Is Pitch Safe for Fireplaces?
- Pitch is a highly flammable hydrocarbon secreted by softwood conifers, including cedar, fir, hemlock, pines and other trees that bear needle-like leaves. Firewood from Douglas fir contains an especially large amount of pitch. Pitch burning in firewood from conifers is the main reason why they produce hot, fast fires. Hickory, oak and ash and other hardwoods that do not contain pitch burn more slowly, which is why they are generally preferred for firewood.
- Fire is composed of gas and particles of soot, which is unburned carbon. Soot in smoke below 250 degrees Fahrenheit turns into brownish-black, liquid creosote that runs down the insides of chimneys and can slide onto the sides of your fireplace. Foul-smelling liquid creosote turns gummy and eventually hardens. Creosote is flammable and can cause serious fires if you let it collect in your chimney or the sides of your fireplace. Pitch does not cause creosote --- smoke does.
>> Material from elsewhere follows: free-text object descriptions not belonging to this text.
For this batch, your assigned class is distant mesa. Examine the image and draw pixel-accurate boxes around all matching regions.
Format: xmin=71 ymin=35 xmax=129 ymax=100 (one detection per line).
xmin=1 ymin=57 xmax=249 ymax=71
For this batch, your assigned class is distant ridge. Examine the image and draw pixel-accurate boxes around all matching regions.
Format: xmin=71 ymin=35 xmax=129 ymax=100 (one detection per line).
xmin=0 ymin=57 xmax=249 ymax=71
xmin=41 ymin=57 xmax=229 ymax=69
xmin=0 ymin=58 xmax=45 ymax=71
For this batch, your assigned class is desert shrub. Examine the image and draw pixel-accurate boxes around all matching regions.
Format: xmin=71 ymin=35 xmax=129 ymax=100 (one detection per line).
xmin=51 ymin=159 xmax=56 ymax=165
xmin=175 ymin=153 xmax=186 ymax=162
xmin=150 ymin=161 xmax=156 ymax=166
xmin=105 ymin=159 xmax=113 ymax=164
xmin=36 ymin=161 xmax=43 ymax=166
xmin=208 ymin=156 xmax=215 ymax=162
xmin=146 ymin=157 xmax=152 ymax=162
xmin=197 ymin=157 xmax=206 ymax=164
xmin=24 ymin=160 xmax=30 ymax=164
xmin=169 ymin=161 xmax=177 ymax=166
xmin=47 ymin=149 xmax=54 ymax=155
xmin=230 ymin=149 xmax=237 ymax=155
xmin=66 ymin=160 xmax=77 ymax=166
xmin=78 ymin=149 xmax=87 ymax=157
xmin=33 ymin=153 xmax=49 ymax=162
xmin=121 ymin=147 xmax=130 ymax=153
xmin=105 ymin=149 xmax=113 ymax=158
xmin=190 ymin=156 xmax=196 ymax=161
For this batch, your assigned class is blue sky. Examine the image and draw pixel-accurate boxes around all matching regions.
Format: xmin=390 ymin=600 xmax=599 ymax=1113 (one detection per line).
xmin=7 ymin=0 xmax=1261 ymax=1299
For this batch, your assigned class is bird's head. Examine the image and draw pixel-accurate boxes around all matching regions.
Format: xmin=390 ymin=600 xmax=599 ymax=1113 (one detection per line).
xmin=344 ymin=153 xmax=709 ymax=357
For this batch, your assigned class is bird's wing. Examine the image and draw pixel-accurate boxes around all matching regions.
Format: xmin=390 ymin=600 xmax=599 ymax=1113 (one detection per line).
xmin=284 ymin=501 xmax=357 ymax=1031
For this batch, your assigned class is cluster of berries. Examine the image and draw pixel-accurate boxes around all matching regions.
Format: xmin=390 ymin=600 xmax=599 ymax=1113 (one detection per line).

- Cool smoke causes creosote. Wet wood smokes. If you burn wet softwood that contains pitch, the pitch allows it to burn, but the moisture creates the cool, creosote-producing smoke. If you burn dry softwood that contains pitch you will get a hot fire that produces little smoke, so it does not produce creosote. Since pitch-bearing softwood will burn even if it is not properly cured, some people burn it anyway, incorrectly blaming the smoke on the pitch. If you burn wet hardwood, it will smoke, too. To avoid the dangerous accumulation of creosote, burn dry firewood that does not smoke.
- Native Americans and pioneers valued flammable pitch as a means of starting fires. They carried pitch with them to help them start fires, and they used kindling containing pitch to start fires, calling it "lightwood." More recently, enterprising entrepreneurs have been marketing kindling containing pitch as "fatwood," an environmentally friendly alternative to chemical fire-starting liquids. The "fat" in fatwood refers to its pitch content.